主上の記憶 3、
中原、青島、関森由紀、関森リコの4人は、神山明衣たちが待つ部屋に戻ってきた。部屋に戻るとすぐに、渡辺中佐に「一旦、自分たちの世界に戻り報告が必要だ」と伝え、1週間以内にこちらの世界に戻ってくると約束し、次元転送装置を使って関森由紀の治療院へと跳んだ。
翌日の午後、特殊捜査室の会議室には、室長の神山一輝の他、8名が席を埋めていた。その8名とは、神山明衣、中原諒二、宮本綱紀、新井澪、藤井真宙、関森リコ、青島孝、関森由紀である。

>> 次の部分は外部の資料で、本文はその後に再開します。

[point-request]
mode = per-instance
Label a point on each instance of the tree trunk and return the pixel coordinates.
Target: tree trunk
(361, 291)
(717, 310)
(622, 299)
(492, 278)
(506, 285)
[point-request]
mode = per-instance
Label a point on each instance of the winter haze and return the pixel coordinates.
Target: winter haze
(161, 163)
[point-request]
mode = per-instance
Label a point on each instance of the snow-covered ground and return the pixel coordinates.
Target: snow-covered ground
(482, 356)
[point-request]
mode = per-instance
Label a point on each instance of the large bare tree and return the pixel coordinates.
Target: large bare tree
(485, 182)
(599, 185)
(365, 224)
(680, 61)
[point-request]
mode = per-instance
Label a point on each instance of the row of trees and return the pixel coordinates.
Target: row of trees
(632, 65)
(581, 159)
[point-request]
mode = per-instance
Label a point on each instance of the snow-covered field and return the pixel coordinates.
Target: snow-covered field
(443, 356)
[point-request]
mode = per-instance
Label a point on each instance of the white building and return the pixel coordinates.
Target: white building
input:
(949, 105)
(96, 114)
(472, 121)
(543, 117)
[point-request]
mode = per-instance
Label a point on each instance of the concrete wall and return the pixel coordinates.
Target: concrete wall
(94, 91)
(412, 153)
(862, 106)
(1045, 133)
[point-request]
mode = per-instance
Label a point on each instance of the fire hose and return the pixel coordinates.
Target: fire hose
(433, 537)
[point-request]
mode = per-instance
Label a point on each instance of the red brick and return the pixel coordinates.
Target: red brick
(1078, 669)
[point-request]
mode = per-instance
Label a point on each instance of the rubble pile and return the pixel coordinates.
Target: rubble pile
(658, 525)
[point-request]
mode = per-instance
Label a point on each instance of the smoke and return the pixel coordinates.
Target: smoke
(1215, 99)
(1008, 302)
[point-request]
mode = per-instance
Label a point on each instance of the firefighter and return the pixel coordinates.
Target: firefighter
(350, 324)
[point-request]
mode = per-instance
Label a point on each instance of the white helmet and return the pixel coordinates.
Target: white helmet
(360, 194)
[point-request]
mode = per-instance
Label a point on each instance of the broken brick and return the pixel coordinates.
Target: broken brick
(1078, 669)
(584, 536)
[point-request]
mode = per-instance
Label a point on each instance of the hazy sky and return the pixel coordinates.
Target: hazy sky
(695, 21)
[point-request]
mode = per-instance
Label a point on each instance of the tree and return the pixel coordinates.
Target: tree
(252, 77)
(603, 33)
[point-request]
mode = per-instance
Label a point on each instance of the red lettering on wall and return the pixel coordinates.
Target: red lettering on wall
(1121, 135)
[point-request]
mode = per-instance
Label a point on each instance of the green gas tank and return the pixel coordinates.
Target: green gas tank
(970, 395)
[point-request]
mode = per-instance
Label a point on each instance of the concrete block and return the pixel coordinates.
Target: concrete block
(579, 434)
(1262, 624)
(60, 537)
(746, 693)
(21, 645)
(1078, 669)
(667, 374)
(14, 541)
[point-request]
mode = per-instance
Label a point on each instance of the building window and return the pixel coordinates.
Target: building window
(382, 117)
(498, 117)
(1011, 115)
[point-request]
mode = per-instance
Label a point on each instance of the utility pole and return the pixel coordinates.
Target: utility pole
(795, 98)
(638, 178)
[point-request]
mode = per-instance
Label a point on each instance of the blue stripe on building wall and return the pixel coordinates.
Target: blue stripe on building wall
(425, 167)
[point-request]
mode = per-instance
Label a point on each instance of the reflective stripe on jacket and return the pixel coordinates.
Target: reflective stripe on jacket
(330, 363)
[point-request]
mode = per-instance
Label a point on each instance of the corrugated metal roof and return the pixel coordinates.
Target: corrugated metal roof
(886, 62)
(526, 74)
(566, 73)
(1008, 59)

「今朝、主上に謁見したと報告を受けた。集まってもらったのは、中原君が確認した主上の神石に関する記憶を皆と共有し、今後についてどうするかを決めるためだ」
神山一輝はそう言うと全員を見回し、中原に向かって「始めてくれ」と言って着席した。
中原は指示を受けると立ち上がり、
「今から私が見た、主上の記憶を皆さんの意識に投影します。刺激が強すぎて気分が悪くなることがあるかもしれません。その時は手を挙げてください。その方への投影を止めます」
全員の顔つきを見た後、
「投影したものと、今見えているものが重なって見えてしまいますので、目を閉じてください」
皆が目を閉じるのを確認後、
「それでは始めます」
中原はそう言うと着席し、主上の記憶を投影し始めた。投影を受けた8人の眼前には、主上の記憶が浮かび上がってきた。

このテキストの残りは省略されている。